The meeting between the prime ministers of India and Pakistan that was held on the sidelines of the UN General Assembly in New York would help the two nuclear-armed neighbours improve their bilateral ties, said a US official.
"Dialogue is a positive step forward and we'll continue to encourage that," State Department spokesperson Jen Psaki told reporters during the daily press conference when asked about the meeting between the two prime ministers.
Manmohan Singh met his Pakistani counterpart, Nawaz Sharif, on Sunday in a closely-watched meeting that went along for about an hour, during which he raised the issue of terrorism emanating from Pakistani soil and urged Islamabad to put in more efforts to curb cross-border terrorism.
Tensions were high between the two countries after a series of border incursions which left six Indian soldiers and three Pakistan soldiers killed.
"Well, we welcome any and all high-level discussions between Pakistan and India. That would improve their bilateral relationship.
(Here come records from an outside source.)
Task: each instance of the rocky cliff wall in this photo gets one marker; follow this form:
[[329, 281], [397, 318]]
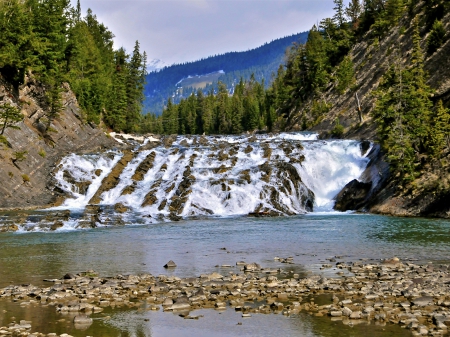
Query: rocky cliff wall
[[372, 58], [28, 182]]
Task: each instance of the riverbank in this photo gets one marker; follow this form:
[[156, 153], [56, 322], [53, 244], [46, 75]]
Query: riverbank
[[414, 296]]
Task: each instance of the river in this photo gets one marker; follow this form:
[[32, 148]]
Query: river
[[211, 187]]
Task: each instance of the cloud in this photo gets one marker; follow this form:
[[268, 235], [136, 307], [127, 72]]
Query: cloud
[[186, 30]]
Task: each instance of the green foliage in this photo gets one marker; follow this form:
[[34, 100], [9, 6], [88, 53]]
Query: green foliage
[[345, 75], [338, 129], [440, 135], [9, 116], [404, 114], [436, 37], [261, 62], [3, 140]]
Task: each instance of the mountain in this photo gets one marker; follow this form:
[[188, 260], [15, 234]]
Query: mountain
[[155, 65], [262, 62]]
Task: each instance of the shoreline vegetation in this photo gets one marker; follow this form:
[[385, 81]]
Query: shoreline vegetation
[[386, 292]]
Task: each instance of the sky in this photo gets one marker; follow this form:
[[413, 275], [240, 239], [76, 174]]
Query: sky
[[177, 31]]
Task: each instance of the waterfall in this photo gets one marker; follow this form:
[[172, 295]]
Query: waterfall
[[200, 176]]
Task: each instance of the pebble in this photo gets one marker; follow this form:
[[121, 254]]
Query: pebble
[[414, 296]]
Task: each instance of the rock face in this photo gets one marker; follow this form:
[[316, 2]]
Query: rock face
[[28, 183], [352, 195]]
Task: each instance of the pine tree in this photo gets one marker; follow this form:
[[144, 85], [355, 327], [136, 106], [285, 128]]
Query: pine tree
[[436, 37], [440, 135], [339, 16], [353, 11], [9, 116], [345, 74], [17, 41]]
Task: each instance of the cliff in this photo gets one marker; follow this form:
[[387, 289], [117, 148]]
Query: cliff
[[29, 158], [427, 195]]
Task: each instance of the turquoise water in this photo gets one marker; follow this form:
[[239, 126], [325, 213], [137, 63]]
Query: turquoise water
[[197, 247]]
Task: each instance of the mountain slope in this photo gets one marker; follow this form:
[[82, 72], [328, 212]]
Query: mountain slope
[[262, 61]]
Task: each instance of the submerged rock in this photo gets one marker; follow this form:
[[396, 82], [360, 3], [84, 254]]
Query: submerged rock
[[170, 264]]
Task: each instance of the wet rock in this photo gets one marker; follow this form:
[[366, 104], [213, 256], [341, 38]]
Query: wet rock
[[82, 320], [352, 196], [422, 301], [120, 208], [69, 276], [56, 225], [251, 267], [170, 264]]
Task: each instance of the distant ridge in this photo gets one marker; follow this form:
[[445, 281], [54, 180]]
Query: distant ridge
[[261, 61]]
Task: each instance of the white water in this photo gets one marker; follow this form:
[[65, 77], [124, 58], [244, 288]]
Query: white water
[[82, 169], [235, 185], [329, 166]]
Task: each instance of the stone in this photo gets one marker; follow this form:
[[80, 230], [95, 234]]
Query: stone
[[69, 276], [423, 301], [170, 264], [355, 315], [352, 196]]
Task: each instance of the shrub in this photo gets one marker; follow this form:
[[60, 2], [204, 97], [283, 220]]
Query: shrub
[[20, 156], [436, 37], [338, 129]]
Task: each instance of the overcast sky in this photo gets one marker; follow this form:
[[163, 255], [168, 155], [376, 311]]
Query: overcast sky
[[177, 31]]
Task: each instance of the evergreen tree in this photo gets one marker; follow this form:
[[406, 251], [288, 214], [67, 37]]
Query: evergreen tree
[[353, 11], [436, 37], [345, 74], [339, 16], [440, 135], [9, 116]]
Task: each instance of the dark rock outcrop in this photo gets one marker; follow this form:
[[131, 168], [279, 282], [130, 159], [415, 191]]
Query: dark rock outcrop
[[29, 183]]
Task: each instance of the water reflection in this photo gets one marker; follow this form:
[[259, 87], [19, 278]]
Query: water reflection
[[195, 246]]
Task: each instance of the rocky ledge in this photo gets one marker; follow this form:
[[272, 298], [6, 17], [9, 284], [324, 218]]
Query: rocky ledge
[[414, 296]]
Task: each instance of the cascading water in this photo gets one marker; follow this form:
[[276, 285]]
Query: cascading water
[[198, 176]]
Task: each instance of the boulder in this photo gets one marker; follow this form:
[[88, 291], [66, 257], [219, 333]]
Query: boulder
[[170, 264], [352, 196]]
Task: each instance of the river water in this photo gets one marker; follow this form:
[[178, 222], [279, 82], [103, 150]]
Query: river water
[[214, 231], [202, 246]]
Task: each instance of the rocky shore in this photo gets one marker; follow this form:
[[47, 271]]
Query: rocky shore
[[414, 296]]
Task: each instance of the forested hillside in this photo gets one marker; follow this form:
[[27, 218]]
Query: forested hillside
[[53, 43], [376, 69], [260, 62]]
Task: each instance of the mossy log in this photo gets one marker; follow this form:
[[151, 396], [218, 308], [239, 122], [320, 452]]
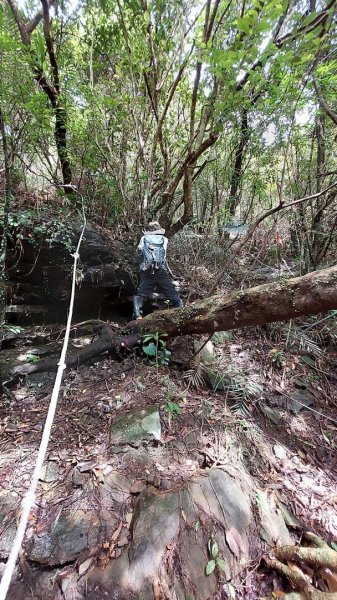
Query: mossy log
[[280, 301]]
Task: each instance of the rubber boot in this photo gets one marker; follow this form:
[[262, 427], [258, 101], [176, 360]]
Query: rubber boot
[[137, 302]]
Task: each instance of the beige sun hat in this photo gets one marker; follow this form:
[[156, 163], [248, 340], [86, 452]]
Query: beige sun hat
[[154, 228]]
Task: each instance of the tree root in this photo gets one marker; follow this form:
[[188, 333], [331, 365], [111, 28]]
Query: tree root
[[319, 557]]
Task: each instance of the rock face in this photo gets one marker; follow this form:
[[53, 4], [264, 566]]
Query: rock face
[[39, 272], [184, 543]]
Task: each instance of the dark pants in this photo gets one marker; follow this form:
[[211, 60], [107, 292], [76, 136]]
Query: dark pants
[[161, 280]]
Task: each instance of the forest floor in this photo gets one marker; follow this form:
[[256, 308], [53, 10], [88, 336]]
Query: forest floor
[[278, 415]]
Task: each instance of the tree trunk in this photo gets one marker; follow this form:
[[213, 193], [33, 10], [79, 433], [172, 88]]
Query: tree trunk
[[281, 301], [3, 243], [237, 168]]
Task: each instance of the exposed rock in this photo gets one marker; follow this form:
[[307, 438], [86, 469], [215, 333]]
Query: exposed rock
[[107, 271], [136, 426], [8, 507], [49, 472], [165, 528]]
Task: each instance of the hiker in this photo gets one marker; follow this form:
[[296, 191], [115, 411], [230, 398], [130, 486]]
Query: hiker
[[153, 269]]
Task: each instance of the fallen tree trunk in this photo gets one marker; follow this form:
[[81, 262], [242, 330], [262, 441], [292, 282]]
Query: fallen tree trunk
[[280, 301], [277, 301]]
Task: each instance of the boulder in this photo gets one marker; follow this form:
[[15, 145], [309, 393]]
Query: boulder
[[39, 273]]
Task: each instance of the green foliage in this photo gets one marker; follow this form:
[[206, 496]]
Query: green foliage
[[172, 408], [154, 346], [278, 358]]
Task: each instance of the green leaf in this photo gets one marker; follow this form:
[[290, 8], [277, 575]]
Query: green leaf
[[230, 591], [210, 567], [243, 25], [214, 550], [221, 564], [172, 407], [150, 350]]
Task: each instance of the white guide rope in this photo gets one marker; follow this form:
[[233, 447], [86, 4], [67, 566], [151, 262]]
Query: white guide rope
[[29, 498]]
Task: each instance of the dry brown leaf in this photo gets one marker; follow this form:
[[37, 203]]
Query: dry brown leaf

As President Obama said last week, we share an interest with both countries in seeing a peaceful reduction of tensions on the subcontinent, and we continue to support, strongly, efforts by India and Pakistan to improve all aspects of their bilateral relations, and we encourage further dialogue," said Psaki.
The Barack Obama administration has been encouraging the two countries to resume the peace process along their border. However, Psaki refrained from making any public evaluation of the results of the talks between the two heads of states.
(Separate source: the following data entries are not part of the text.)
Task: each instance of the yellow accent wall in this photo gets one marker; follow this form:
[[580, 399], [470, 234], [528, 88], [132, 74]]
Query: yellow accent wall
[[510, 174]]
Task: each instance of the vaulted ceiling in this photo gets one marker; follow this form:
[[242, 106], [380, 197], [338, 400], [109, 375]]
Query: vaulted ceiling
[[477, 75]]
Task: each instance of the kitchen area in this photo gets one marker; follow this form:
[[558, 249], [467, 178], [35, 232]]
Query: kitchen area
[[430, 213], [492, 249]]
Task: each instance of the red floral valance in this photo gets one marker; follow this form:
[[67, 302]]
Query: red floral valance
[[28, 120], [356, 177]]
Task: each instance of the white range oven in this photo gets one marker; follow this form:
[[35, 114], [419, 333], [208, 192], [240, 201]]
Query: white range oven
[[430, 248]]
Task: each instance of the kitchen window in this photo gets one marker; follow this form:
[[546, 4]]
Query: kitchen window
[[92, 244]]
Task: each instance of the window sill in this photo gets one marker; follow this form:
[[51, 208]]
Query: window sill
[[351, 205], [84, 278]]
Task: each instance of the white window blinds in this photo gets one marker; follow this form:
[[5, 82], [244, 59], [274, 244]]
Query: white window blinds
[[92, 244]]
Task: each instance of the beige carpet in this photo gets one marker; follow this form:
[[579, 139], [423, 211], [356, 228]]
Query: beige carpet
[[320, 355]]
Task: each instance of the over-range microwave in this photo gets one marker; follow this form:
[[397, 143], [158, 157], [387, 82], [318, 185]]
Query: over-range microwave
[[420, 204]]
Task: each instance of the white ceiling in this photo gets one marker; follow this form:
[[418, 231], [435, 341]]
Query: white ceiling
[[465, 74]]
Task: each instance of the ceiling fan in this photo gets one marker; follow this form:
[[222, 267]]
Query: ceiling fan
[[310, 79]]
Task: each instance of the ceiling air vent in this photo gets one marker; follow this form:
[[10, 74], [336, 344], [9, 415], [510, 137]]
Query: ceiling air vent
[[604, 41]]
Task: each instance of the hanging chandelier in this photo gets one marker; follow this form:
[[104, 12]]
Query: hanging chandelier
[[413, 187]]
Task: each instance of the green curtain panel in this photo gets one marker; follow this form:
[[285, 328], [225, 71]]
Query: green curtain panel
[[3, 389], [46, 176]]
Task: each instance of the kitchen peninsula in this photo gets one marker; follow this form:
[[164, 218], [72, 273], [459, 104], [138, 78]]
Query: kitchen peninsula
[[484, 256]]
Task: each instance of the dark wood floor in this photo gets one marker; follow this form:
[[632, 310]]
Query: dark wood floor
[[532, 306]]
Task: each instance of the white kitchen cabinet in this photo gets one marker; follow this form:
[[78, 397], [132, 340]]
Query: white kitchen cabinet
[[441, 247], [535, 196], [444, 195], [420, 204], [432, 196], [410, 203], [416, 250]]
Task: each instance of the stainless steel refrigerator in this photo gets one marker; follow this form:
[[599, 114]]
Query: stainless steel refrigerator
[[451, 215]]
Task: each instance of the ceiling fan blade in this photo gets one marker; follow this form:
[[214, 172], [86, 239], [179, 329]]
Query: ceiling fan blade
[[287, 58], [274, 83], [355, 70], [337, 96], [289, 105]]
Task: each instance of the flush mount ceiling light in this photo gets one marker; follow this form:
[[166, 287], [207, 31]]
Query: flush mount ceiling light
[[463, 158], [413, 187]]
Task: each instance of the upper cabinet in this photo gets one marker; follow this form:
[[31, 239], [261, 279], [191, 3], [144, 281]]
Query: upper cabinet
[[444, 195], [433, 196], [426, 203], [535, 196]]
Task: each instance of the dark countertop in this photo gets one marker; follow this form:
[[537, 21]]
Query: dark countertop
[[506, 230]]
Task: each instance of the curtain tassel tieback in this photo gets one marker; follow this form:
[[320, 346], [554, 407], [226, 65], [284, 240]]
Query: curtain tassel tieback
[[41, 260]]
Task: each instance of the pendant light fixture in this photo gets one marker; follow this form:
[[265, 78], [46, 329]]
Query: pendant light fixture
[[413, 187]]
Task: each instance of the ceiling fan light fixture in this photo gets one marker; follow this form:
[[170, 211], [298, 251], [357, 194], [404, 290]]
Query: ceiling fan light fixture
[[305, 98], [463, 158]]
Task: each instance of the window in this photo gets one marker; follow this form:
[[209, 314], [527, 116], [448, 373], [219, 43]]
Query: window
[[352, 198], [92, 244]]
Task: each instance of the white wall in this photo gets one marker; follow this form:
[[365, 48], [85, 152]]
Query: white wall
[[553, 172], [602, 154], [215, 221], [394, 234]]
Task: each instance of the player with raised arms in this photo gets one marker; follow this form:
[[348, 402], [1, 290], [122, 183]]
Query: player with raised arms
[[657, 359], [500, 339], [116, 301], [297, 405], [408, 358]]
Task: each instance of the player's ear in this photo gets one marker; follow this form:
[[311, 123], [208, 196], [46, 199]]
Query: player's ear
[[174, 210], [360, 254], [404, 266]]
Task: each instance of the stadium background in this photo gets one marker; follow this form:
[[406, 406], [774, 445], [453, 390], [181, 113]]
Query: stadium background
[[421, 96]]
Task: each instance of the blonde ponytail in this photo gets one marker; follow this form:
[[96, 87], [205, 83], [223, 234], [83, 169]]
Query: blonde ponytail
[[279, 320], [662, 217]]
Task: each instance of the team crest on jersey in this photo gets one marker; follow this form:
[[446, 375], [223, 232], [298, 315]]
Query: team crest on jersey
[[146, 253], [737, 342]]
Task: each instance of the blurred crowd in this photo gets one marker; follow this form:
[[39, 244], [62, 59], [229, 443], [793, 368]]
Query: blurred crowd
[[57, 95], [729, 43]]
During the UN General Assembly address Sharif insisted again upon a UN Security Council resolution regarding the disputed border of Kashmir, to which the State Department official said there has been no change in its stance on this issue.
"Our position on Kashmir has not changed. We still believe the pace, scope, and character of India and Pakistan's dialogue on Kashmir is for those two countries to determine, and we continue to encourage dialogue," Psaki added.